Halfway through our meeting, James stopped in mid-sentence and pointed behind me through the doorway to a tree in the yard.
“There’s a hawk in the tree right there. We got eagles down here too.”
Ellsworth Kelly came to mind again, his own choice of reds long inspired by the plumage of the red-tailed hawks and cardinals he observes from his Spencertown studio window.
“The architectural elements in my work aren’t meant to specifically mirror a city. These structures might represent buildings but they are boxes and portals to other worlds, things go in, things come out, there’s not always a connection to how they operate. Sometimes the buildings represent people or any number of things, not just a tall box. They could be trees, anything.
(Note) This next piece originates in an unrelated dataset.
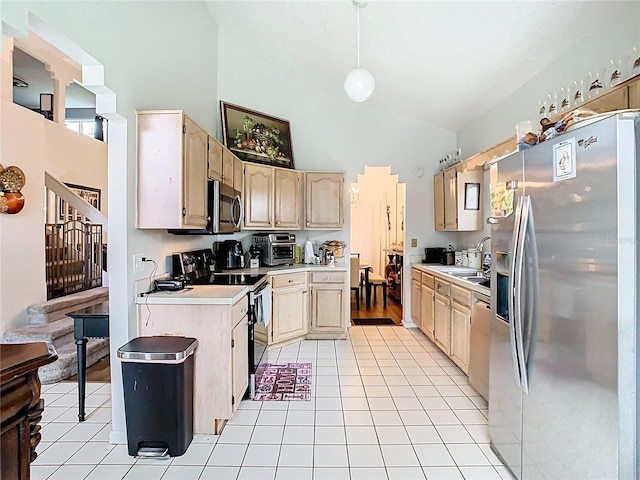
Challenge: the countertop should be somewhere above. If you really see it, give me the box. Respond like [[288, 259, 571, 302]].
[[136, 263, 348, 306], [411, 263, 491, 296]]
Nothing is intended to be literal, including the figures.”
He doesn’t title the works any more, preferring leave any meaning as “ambiguous” as possible.
“To have no titles or clues as to what the work is allows viewers to engage with it on a personal level, create their own stories and internalise it to themselves, which I think is important in making good art. Good art is what it is internally because it speaks to people on all levels.”
Is that a reason that Space Monkey doesn’t feature in the most recent work then, because of the tendency for people to read the work in narrative terms and Dalek wanting to be free from that for a while?
“Partly what was interesting about doing the Space Monkey paintings was toying with that idea of having a character but not having a narrative, realising that people will create one. It’s human nature, people wanting to define things, like in a Rorschach test. If you can’t define something, people hate it, so why is that? But at the same time I hate it when people tell me what things are about. Art’s not an intellectual thing I don’t think, it’s very visceral. The minute you know what something’s about, there’s no engagement, no personal exploration. That’s what I used to love about going to the Smithsonian in Washington to see art, the exploration. I’ve never had any desire to know what any artist ever meant with what they were doing because the minute I know it totally kills what I see, the way I interpret and internalise it.”
Maybe it’s as Ellsworth Kelly said: “Aesthetics is for artists as ornithology is for the birds”.